A knowledge base is also searchable, so the information stored there can be accessed by someone who has a general idea of what they are looking for, but might not know exactly what it is called or where to find it.
Contextual Guidance Tools
A newer approach for stemming the tide of brain drain is the use of contextual guidance tools. These tools provide support to employees in the flow of work, instead of requiring them to stop what they are doing and go to another resource, like a knowledge base, to look for an answer. By providing the necessary information to solve a problem based on an employee’s context – their role, the application they are working in, and the task they are doing – contextual guidance tools accelerate employee productivity while maintaining and sharing institutional knowledge.

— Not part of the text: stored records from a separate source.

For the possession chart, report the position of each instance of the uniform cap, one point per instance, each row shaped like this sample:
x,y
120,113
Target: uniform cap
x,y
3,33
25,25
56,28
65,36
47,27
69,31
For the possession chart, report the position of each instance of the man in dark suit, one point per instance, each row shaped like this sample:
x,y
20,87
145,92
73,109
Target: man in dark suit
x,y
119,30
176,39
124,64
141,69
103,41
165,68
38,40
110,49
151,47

Some contextual guidance tools even allow for subject matter experts – usually some of the most tenured employees in an organization – to author job aids and training content that is delivered via a contextual guidance tool. This helps keep important knowledge within the company, further preventing brain drain.
Additionally, the best contextual guidance tools help Learning and Development professionals, and application subject matter experts, quickly create and edit content, and deploy content to an entire user base. They also provide an analytics engine that helps admins understand what content is being used by employees, how often that content is being used, and how employees are performing over time in target applications.

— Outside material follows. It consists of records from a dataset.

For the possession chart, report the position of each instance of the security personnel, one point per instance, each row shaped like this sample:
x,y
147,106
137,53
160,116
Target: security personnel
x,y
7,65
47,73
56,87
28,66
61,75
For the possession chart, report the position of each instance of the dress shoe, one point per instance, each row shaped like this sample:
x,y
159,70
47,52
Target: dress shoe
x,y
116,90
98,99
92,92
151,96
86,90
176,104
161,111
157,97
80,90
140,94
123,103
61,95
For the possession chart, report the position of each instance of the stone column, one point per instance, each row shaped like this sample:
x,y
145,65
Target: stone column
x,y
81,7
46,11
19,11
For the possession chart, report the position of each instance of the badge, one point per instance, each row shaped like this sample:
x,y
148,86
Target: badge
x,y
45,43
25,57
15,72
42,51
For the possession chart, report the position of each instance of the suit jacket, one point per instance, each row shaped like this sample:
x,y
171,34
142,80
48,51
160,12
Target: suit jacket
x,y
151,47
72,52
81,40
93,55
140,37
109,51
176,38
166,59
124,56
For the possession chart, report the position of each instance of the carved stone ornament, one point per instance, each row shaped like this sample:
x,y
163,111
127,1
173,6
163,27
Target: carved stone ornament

Another tactic that some companies use is flexible, or phased, retirement. With phased retirement programs, a person stays on with the company at a reduced workload.

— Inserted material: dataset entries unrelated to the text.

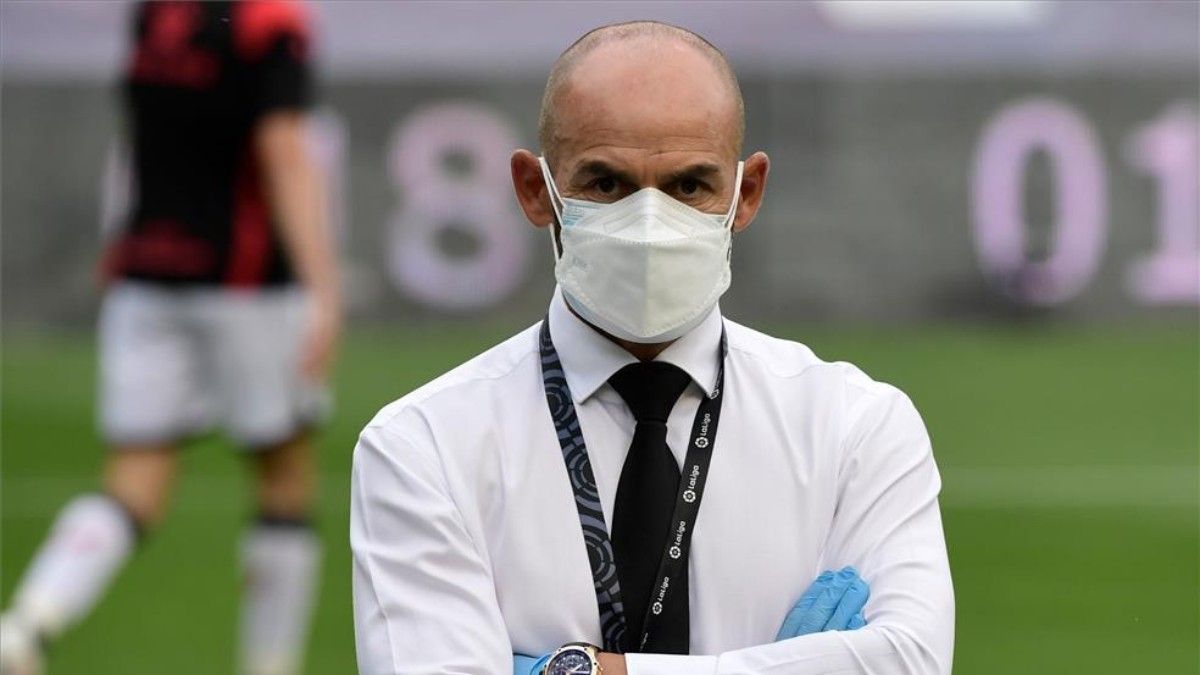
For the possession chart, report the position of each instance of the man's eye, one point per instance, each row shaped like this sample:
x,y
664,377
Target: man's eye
x,y
606,185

For example, a company might let an employee with critical knowledge reduce their workload to six hours a day, three days a week. That keeps them and their knowledge accessible to the company and its less-seasoned employees. At the same time, it lets them enjoy some of the benefits of semi-retirement.
Another approach involves a slow reduction of working hours over time. The employee steps down their total hours worked over the course of a few years. Again, this keeps their knowledge available while you onboard new employees or train a replacement.
Someone in a phased retirement program is also an ideal candidate to serve as a mentor, or to generate learning content for a contextual guidance system. This intentional focus on knowledge retention can yield significant dividends for organizations trying to limit knowledge lost to brain drain through retirement.
Parting Thoughts on Avoiding Retirement Brain Drain
The threat of brain drain from baby boomer retirement is very real for companies in every industry. No amount of classroom training or webinar participation can truly replace decades of accumulated experience. Fortunately, you do have some viable options for limiting the brain drain at your company.
You can create a formal or informal mentoring program at your company. Let seasoned employees transfer as much knowledge as they can into younger employees.
Create a knowledge base where employees document important business processes they create or modify, and that is searchable by members of the organization.
Invest in contextual guidance tools. These help employees solve problems in the flow of work, instead of forcing them to interrupt their core job functions to go look for solutions on an intranet, a help portal, or by calling the help desk.
Create a phased retirement program. These programs help keep critical knowledge in-house while allowing employees who are interested in doing so gradually step down their hours of employment.
Reducing brain drain and retaining critical institutional knowledge, is an important business strategy that has far reaching implications. Make sure you consider all options available, and select the one that provides the greatest impact for your organization.